Baca Juga: Rupiah Melemah Tembus Rp 15.700 Per Dolar AS, Ini Sentimen yang Menyeretnya

Selain faktor Amerika, Alwi mencermati bahwa nilai tukar rupiah juga dipengaruhi oleh kebijakan stimulus yang digelontorkan oleh pemerintah China. Kebijakan paket stimulus baru yang disiapkan bakal semakin menarik arus keluar dari pasar domestik menuju China.

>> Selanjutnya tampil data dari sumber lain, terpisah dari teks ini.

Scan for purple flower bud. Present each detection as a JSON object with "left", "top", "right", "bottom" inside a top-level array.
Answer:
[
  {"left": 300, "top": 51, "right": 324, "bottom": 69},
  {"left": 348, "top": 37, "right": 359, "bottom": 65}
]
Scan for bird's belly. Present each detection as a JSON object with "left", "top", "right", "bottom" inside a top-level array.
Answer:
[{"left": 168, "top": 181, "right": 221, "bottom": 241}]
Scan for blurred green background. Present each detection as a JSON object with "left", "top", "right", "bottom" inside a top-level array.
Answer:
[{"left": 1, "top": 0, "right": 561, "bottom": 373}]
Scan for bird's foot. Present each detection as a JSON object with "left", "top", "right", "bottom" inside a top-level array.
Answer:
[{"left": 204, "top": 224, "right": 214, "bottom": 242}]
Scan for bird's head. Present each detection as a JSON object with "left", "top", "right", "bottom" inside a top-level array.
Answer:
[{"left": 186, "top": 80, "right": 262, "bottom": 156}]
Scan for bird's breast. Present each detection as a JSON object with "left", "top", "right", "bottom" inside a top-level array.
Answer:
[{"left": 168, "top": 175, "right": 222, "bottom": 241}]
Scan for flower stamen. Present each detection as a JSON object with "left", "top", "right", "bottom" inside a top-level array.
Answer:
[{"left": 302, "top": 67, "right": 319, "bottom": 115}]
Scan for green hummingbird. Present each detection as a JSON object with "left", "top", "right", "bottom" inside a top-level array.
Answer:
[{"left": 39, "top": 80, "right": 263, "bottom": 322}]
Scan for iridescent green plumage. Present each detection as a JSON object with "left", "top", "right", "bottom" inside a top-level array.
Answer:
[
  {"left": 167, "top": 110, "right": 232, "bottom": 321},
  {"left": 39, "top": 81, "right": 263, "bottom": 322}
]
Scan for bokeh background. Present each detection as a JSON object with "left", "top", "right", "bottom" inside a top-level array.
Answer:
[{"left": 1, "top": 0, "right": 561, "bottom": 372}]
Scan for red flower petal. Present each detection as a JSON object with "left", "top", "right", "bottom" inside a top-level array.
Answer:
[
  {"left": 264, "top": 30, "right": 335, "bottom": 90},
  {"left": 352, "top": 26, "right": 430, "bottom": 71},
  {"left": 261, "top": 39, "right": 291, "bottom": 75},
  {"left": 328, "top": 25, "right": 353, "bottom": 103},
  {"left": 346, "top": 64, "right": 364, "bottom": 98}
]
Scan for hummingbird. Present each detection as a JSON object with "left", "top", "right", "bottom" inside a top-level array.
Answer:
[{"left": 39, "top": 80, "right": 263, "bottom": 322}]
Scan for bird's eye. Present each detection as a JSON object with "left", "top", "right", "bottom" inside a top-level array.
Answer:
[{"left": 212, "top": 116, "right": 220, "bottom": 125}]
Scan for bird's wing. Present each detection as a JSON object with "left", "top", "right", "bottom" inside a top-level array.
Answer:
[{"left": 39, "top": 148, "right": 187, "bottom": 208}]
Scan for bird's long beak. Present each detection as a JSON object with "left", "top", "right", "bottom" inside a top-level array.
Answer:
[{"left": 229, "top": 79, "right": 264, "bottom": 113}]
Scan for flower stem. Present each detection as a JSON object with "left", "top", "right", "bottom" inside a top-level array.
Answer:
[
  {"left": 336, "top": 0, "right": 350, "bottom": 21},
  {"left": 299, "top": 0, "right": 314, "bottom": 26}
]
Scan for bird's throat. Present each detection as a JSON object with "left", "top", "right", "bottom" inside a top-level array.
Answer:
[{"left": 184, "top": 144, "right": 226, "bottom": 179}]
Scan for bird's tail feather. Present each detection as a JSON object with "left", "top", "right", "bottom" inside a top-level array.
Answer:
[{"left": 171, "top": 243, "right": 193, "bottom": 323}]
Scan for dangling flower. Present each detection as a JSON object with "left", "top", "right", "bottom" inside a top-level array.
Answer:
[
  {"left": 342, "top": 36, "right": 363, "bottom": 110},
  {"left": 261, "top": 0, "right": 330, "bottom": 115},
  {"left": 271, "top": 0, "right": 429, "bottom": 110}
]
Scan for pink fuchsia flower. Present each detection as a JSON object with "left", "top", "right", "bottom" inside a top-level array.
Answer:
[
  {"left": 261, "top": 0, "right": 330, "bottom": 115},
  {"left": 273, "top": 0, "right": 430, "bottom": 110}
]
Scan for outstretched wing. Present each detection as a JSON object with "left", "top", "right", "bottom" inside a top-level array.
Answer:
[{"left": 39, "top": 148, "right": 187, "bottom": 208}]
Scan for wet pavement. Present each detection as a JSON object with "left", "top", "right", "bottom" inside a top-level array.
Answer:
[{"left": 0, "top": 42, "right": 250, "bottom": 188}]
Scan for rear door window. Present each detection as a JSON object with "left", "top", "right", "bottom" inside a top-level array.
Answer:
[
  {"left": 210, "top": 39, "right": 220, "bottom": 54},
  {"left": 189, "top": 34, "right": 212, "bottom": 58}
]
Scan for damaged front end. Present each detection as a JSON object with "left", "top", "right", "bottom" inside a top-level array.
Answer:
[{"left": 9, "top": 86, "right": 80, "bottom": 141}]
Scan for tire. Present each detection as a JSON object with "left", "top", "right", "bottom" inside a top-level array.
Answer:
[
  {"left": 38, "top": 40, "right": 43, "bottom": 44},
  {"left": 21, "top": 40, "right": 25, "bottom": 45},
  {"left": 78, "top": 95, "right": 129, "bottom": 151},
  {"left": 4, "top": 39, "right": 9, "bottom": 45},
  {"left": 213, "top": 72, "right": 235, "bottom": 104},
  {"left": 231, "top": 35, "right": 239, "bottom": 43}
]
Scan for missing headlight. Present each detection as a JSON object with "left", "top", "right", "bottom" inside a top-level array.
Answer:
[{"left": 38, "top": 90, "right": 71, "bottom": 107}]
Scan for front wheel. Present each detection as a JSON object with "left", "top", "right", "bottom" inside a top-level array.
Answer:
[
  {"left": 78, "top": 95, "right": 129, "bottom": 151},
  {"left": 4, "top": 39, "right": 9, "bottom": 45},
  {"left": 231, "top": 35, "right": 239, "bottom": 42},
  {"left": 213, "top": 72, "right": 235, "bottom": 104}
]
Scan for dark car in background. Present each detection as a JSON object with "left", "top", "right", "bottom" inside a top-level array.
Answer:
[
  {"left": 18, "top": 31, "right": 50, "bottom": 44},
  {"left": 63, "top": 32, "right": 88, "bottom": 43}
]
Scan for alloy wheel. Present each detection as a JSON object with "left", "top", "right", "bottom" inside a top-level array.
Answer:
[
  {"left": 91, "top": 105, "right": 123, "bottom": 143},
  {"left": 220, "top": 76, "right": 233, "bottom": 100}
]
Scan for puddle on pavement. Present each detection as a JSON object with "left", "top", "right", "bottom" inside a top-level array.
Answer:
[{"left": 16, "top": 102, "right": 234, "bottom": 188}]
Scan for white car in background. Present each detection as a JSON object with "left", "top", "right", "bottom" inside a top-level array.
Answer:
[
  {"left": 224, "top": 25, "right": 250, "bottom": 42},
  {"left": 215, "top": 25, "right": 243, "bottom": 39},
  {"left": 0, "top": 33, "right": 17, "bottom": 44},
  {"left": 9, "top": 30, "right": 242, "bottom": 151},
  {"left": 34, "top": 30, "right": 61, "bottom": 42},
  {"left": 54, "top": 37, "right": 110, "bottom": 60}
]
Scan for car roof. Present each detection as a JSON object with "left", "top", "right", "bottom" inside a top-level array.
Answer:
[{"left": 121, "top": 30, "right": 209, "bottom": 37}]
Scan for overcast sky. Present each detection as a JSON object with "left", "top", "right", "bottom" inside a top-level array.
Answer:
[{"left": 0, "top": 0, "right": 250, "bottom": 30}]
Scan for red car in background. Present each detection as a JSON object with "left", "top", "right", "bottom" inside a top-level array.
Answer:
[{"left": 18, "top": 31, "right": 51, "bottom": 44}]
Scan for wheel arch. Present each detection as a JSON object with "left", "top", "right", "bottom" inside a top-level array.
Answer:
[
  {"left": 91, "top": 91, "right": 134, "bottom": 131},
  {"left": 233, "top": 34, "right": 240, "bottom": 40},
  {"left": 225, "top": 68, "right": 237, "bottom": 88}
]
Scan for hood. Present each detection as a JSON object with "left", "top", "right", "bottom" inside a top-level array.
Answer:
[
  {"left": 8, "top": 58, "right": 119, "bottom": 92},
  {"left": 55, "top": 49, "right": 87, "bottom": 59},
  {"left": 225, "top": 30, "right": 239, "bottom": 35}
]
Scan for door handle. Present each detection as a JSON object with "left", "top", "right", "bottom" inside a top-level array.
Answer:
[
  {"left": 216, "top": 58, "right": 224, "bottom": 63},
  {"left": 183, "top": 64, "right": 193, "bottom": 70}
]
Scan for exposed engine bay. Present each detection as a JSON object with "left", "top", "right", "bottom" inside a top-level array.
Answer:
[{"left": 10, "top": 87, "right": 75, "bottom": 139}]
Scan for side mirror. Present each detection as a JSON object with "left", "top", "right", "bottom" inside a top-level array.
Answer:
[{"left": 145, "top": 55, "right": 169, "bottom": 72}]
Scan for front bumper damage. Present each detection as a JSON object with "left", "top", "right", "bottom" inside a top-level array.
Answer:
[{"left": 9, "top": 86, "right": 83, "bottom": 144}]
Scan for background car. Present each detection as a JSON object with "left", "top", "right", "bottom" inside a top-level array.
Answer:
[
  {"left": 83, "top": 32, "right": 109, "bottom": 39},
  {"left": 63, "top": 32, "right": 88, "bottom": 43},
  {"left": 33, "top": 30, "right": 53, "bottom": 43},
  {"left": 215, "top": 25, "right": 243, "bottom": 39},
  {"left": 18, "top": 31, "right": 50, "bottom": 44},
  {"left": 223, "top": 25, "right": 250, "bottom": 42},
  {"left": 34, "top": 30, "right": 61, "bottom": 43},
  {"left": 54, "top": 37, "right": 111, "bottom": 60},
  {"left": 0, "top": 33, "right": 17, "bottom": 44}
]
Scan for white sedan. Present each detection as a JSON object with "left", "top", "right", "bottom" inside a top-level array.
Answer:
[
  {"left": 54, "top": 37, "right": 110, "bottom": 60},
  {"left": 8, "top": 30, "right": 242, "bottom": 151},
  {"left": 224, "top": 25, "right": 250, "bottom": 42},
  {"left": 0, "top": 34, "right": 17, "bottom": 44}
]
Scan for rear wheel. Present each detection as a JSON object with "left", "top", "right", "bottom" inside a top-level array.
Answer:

Alwi berujar, fundamental ekonomi Indonesia sendiri masih cukup solid seperti terlihat dari suplus neraca perdagangan, dan cadangan devisa (cadev) yang turun tipis pada bulan September 2024. Meskipun memang adanya perlambatan ekonomi yang tercermin dari deflasi 5 bulan berturut-turut.

Adapun hingga akhir tahun ini, rupiah diperkirakan cenderung tertekan yang utamanya dipengaruhi faktor probabilitas Trump menjadi Presiden. Dengan sikap proteksionisme Trump, maka bakal menjadi sentimen negatif yang bisa mengerek suku bunga di level tinggi.

"Jadi kemungkinan rupiah masih akan melemah, dengan potensi pelemahan kemungkinan akan menguji level Rp 15.800 per dolar AS hingga Rp 15.965 dolar AS untuk area resistance. Sedangkan, area support bagi rupiah di Rp 15.450 per dolar AS," pungkas Alwi.